An awkward and unexpected standoff with our animal past, Mimetes Anon is a meticulously cast bronze chimpanzee with a photo-realist surface. As if from a scene in an apocalyptic science fiction movie, its appearance in the Plaza alsoserves as a reminder of what might have been if the great evolutionary leap forward never happened. The title refers to a synonym for the chimpanzee originated in the 1820’s (mimetes – from the Greek word meaning 'to imitate'. Anon - at an unspecified future time).
Mackie’s sculptures often address the lack of progress in contemporary society and the destructive ways we forge ahead into the future without learning from past mistakes. If the development of agriculture marks the advent of human civilization, then today, culture, science, government, and economic expansion are the benchmarks we use to measure the progress of civilisation. More than ever at this moment in time, as world population burgeons to almost seven billion people, we are forced to rethink the state of the human condition in relation to our environment. By remembering the past and imagining the future, we begin to question whether our obsession with progress is in fact leading us in the right direction. Mimetes Anon triggers our awareness and interrogates our convictions about the uneasy boundaries that separate modern man and the natural world that we inhabit.

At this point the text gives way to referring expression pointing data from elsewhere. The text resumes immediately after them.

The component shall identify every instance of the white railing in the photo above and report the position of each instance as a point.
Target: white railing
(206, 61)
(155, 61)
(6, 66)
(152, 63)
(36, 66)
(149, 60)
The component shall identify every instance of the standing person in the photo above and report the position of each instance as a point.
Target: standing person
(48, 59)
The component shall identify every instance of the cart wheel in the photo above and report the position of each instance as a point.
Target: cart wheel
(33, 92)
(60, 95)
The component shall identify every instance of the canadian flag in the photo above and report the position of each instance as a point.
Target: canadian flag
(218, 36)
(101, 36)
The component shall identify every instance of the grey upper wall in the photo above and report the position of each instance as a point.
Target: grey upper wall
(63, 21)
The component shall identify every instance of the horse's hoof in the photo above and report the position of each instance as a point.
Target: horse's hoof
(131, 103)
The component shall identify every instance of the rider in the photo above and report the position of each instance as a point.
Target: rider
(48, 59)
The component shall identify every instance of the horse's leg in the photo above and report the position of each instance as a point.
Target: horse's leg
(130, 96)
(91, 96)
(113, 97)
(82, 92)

Alastair Mackie will concurrently be exhibiting his second solo exhibition in London "Not Waving but Drowning" at The David Roberts Foundation Fitzrovia, 111 Great Titchfield St, London, W1W 6RY, 16 January - 28 March 2009
Alastair has exhibited widely both in the UK and abroad including solo shows at Mark Moore Gallery LA, and Max Wigram Projects. Group shows include ARTfutures and New Blood at the Saatchi Gallery. His works are in collections including the Saatchi Collection, Damien Hirst's Murderme Collection, and the Wellcome Collection. He lives and works in London and is represented by All Visual Arts.